Academic background
- Education: A.B., Harvard College PhD, 1996, Cornell University
- Thesis: Molecular evolution of phosphoglucose isomerase at two phylogenetic levels (1996)

Academic work
- Institutions: Smith College

= Laura A. Katz =

American biologist

Laura Aline Katz is an American biologist who is the Elsie Damon Simonds Professor of Biological Sciences at Smith College.

==Early life and education==
Katz was born to Phyllis Beck Katz and Arnold Martin Katz.

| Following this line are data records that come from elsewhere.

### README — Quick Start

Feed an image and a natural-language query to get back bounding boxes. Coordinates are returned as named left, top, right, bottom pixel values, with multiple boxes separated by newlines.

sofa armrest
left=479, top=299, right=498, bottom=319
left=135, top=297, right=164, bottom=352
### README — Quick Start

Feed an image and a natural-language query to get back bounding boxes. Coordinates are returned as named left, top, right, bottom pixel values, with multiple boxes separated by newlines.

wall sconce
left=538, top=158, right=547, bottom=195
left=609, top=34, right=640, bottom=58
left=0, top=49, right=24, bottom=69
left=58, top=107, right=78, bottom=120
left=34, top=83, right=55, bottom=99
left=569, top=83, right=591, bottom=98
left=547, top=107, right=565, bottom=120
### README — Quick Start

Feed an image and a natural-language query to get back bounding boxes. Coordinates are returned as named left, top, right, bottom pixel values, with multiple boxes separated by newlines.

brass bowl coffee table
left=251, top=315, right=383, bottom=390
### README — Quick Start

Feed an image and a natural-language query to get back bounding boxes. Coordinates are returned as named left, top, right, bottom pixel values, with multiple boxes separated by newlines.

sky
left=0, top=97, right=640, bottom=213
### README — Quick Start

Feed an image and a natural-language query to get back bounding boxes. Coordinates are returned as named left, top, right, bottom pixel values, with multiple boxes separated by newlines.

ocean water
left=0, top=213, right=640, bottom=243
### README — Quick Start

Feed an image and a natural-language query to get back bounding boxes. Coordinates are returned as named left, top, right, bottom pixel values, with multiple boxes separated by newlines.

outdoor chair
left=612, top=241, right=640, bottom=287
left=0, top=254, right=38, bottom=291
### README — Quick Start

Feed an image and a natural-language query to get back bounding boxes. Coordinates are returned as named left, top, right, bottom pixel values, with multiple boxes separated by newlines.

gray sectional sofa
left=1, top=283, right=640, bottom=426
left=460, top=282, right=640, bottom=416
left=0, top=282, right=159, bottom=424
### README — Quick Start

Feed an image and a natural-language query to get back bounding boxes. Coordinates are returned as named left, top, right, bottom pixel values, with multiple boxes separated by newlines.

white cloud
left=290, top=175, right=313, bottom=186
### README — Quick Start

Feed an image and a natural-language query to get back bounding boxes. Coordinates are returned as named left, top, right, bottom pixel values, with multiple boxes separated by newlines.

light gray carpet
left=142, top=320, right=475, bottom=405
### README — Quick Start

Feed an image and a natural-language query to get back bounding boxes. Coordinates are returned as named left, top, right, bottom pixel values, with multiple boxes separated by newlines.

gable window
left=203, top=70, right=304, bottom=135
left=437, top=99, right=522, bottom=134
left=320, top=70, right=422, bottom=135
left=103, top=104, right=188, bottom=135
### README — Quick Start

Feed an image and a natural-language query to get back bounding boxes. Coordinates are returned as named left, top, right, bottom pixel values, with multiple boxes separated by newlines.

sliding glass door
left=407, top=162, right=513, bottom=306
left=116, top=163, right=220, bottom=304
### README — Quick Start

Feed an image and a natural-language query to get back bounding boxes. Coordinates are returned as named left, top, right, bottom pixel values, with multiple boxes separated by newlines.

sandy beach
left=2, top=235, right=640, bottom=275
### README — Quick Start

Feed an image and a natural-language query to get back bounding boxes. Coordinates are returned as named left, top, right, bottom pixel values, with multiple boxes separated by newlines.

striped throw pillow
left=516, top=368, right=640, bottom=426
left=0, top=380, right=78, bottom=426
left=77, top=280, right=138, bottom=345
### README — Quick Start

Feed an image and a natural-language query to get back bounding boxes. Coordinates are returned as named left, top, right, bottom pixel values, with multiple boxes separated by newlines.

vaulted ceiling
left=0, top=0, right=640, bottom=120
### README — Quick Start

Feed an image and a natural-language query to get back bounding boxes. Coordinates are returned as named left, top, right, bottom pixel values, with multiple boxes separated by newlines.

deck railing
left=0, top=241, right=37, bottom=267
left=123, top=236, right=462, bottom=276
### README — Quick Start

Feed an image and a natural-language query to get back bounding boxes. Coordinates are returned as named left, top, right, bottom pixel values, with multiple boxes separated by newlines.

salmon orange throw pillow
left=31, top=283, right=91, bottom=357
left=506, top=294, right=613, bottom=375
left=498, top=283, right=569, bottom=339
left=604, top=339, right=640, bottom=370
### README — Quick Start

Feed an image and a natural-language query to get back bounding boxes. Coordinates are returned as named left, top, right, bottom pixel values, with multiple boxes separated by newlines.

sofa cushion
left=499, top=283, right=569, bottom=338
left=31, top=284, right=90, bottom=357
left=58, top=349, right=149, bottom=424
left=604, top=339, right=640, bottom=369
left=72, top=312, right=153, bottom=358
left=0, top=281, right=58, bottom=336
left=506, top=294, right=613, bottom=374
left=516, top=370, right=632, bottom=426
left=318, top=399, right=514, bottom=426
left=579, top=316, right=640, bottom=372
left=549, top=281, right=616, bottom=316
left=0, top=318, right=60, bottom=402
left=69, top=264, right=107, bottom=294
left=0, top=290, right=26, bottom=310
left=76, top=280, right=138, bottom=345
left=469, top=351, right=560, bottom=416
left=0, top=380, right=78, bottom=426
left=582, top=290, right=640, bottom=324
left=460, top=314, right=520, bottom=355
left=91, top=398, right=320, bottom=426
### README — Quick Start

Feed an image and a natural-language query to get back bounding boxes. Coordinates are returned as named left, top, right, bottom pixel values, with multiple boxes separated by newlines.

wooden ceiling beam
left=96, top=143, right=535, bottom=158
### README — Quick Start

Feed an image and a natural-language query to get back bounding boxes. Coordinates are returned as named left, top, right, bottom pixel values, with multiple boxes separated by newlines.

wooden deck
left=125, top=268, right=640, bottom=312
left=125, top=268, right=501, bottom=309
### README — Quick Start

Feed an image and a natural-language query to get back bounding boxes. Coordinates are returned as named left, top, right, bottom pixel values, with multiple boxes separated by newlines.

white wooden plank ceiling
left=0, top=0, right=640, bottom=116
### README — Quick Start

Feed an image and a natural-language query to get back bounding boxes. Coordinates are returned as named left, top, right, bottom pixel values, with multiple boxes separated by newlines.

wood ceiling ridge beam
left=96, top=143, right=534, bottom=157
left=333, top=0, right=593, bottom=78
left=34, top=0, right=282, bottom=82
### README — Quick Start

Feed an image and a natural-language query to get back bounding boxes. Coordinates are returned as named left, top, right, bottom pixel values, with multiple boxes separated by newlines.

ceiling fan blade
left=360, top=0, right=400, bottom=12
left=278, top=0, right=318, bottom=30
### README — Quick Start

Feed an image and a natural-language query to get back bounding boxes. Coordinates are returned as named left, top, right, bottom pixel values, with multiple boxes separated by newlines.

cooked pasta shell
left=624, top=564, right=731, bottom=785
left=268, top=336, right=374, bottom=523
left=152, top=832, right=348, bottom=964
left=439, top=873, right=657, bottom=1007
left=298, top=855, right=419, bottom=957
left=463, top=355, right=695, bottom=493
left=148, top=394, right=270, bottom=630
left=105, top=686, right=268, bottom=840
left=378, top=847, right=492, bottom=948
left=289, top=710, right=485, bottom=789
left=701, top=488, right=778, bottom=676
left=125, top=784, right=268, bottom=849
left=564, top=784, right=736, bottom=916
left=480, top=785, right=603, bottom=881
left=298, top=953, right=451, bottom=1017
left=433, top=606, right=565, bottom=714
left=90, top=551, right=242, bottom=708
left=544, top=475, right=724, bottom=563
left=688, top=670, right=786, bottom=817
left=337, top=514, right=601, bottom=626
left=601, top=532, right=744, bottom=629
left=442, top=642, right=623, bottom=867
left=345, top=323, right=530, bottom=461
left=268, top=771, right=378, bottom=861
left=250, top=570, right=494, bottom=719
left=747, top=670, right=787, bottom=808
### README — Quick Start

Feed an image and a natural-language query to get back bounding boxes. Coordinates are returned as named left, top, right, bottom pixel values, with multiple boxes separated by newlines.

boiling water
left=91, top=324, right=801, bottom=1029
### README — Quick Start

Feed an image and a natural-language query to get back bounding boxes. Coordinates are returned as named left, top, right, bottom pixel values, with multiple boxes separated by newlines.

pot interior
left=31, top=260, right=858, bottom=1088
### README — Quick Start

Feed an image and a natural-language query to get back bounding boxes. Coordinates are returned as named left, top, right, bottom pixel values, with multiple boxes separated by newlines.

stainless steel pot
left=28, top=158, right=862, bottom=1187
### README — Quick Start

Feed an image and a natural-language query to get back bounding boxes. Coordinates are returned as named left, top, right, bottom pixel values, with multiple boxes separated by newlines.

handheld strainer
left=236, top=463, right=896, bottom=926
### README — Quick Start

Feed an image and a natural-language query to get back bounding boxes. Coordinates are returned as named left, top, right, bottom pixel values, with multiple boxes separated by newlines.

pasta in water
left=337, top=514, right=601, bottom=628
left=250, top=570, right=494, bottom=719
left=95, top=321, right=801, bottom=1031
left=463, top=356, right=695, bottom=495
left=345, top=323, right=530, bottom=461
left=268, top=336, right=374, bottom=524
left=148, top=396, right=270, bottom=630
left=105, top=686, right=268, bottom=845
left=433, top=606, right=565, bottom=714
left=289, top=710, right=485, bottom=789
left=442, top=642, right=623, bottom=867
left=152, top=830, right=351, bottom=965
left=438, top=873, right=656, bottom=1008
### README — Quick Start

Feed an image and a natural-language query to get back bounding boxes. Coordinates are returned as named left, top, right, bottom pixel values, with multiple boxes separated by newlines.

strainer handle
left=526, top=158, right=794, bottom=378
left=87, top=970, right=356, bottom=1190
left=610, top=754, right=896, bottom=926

She earned her Bachelor of Arts degree from Harvard College and her PhD from Cornell University.

==Career==
Katz joined the faculty at Smith College in 1997 where she co-founded Smith’s Achieving Excellence in Mathematics, Engineering and Science (AEMES) program. She also established the Katz Laboratory which focuses on "elucidating principles of evolution through reconstruction of evolutionary trees, community sampling of diverse microorganisms from local environments and analyses of genome evolution." Katz also began studying the biodiversity of eukaryotic microbes to find eukaryotic life on earth which cannot be seen by humans.

As an associate professor of biological sciences, Katz was named to the Biodiversity Science and Education Initiative to examine the deteriorating condition of the earth’s biodiversity. She later received a five-year $1.2 million grant to closely examine the evolutionary relationships among 200 eukaryotic microbes. Katz was also appointed one of 11 principal investigators chosen for the Open Tree of Life project, a project aimed at designing a complete online "tree of life" to represent all life forms on Earth and their evolutionary history.

In 2019, Katz was awarded a $443,222 grant from the National Science Foundation for her research project "Collaborative Proposal: Combining single-cell ‘omics’ and community analyses to reveal functional and genetic diversity in marine planktonic ciliates."